File input/blog/cucu-part2.mkd

+title: cucu: a compiler you can understand (2/3)
+post: a compiler you can unserstand (2/3)
+description: Compilers is fun. Want to write your own one?
+date: 2012-10-24
+---
+
+cucu: a compiler u can understand (part&nbsp;2)
+==============================================
+
+So far, we have defined language grammar and have written a lexer. In this part 
+we will write a parser for our language. Before we start, we need some helper 
+functions:
+
+	int peek(char *s) {
+		return (strcmp(tok, s) == 0);
+	}
+
+	int accept(char *s) {
+		if (peek(s)) {
+			readtok();
+			return 1;
+		}
+		return 0;
+	}
+
+	int expect(char *s) {
+		if (accept(s) == 0) {
+			error("Error: expected '%s'\n", s);
+		}
+	}
+
+`peek()` returns non-zero value if the next token is equal to the given string.
+`accept()` reads the next token, if it's equal to the given string, otherwise it
+ returns 0. And `expect()` helps us to check language syntax.
+
+the harder part
+---------------
+
+As you can see from the language grammar, stataments and various expression 
+types are strongly interconnected. It means we have to write all parser 
+functions at once, keeping in mind the recursion. Let's go again from top
+to bottom. Here's our top-level compiler() functions:
+
+	static int typename();
+	static void statement();
+
+	static void compile() {
+		while (tok[0] != 0) { /* until EOF */
+			if (typename() == 0) {
+				error("Error: type name expected\n");
+			}
+			DEBUG("identifier: %s\n", tok);
+			readtok();
+			if (accept(";")) {
+				DEBUG("variable definition\n");
+				continue;
+			} 
+			expect("(");
+			int argc = 0;
+			for (;;) {
+				argc++;
+				typename();
+				DEBUG("function argument: %s\n", tok);
+				readtok();
+				if (peek(")")) {
+					break;
+				}
+				expect(",");
+			}
+			expect(")");
+			if (accept(";") == 0) {
+				DEBUG("function body\n");
+				statement();
+			}
+		}
+	}
+
+It reads type name, then an indentifier. If it's followed by a semicolon -
+it's a variable declaration. If it's followed by a paren - it's a function.

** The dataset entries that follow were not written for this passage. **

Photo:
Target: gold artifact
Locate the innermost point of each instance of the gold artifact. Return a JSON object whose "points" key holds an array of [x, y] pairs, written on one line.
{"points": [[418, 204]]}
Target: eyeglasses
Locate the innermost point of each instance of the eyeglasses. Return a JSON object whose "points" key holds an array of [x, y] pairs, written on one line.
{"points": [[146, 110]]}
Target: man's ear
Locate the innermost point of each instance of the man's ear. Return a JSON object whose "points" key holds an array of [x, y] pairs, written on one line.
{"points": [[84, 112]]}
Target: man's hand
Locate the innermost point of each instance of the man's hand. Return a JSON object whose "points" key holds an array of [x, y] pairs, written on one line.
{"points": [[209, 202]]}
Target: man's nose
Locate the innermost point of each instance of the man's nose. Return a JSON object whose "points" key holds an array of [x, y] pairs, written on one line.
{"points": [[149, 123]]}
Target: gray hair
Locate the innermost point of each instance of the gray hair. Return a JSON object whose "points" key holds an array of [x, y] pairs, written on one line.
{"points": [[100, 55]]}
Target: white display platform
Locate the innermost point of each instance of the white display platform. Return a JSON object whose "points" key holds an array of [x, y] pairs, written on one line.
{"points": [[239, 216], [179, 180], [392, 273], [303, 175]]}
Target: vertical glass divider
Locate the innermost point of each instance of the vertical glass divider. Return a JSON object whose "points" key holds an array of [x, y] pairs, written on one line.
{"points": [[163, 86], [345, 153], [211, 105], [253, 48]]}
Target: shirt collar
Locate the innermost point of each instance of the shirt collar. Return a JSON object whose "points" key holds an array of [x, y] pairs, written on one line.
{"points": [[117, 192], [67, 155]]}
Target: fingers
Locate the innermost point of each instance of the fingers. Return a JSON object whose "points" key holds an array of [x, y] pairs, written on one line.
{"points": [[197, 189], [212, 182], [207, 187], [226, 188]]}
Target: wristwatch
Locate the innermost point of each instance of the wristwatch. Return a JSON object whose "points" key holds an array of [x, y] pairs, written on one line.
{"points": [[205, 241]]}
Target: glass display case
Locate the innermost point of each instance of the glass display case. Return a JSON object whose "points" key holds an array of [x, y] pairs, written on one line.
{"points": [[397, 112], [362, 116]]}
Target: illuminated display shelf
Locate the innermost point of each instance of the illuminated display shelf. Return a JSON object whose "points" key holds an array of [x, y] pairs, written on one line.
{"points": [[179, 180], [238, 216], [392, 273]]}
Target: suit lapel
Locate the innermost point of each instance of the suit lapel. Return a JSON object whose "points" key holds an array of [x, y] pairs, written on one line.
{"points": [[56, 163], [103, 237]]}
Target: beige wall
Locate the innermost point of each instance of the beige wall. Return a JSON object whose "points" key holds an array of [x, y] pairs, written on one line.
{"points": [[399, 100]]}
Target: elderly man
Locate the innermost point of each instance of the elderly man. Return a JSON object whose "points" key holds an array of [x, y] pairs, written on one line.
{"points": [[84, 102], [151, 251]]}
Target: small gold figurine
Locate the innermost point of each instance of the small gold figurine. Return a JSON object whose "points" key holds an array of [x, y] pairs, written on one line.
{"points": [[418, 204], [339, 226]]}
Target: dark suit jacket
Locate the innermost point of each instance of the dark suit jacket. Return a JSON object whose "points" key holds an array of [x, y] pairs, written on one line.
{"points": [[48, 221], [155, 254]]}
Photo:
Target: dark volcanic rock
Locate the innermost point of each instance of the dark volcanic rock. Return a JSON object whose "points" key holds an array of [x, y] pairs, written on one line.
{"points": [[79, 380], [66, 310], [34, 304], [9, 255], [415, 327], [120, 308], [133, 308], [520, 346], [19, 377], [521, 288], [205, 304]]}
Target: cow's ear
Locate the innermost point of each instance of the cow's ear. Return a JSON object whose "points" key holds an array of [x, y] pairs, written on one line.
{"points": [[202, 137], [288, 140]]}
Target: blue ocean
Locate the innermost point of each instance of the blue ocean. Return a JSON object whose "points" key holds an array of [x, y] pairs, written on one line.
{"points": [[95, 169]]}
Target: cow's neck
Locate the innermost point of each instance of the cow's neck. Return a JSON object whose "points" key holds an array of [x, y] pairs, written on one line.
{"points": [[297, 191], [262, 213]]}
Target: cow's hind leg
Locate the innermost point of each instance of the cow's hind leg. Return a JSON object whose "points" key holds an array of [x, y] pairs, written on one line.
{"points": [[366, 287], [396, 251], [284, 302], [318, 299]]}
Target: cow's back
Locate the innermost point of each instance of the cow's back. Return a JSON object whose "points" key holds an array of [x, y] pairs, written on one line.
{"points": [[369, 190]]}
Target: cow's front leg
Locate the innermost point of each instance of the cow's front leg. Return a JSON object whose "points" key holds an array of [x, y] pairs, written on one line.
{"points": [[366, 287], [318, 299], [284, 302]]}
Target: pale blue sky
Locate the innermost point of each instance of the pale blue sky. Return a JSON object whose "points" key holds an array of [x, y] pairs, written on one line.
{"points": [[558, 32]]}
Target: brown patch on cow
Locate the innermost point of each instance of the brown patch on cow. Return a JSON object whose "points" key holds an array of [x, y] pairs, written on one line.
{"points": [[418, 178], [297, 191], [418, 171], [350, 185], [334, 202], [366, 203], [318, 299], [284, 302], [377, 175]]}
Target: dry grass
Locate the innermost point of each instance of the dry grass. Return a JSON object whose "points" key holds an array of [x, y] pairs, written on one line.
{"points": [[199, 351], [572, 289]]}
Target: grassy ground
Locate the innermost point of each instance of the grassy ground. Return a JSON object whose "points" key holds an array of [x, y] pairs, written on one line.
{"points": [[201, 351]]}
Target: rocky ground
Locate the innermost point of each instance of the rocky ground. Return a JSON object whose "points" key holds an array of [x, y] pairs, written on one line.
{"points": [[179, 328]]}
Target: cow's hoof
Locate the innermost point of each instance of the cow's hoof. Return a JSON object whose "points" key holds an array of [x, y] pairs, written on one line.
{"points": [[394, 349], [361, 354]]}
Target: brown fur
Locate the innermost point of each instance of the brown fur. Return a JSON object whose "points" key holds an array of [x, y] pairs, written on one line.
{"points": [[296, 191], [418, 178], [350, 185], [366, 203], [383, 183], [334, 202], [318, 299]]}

+Function scans function arguments one by one, and if function is not
+followed by a semicolon - it's a definition (function with a body), otherwise - 
+it's just a declaration (just function name and prototype).
+
+Here, `typename()` is function that just skips the valid type name. We accept
+only `int` and `char` and varoius pointers to them (`char *`):
+
+	static int typename() {
+		if (peek("int") || peek("char")) {
+			readtok();
+			while (accept("*"));
+			return 1;
+		}
+		return 0;
+	}
+
+The most interesting part is the `statement()` function. It parses a single 
+statement, which can be a block, a local variable definition/declaration, 
+a `return` statement etc. Here how it should look like:
+
+	static void statement() {
+		if (accept("{")) {
+			while (accept("}") == 0) {
+				statement();
+			}
+		} else if (typename()) {
+			DEBUG("local variable: %s\n", tok);
+			readtok();
+			if (accept("=")) {
+				expr();
+				DEBUG(" :=\n");
+			}
+			expect(";");
+		} else if (accept("if")) {
+			/* TODO */
+		} else if (accept("while")) {
+			/* TODO */
+		} else if (accept("return")) {
+			if (peek(";") == 0) {
+				expr();
+			}
+			expect(";");
+			DEBUG("RET\n");
+		} else {
+			expr();
+			expect(";");
+		}
+	}
+
+So, if it's a block `{ .. }` - just read statements until end of block is met.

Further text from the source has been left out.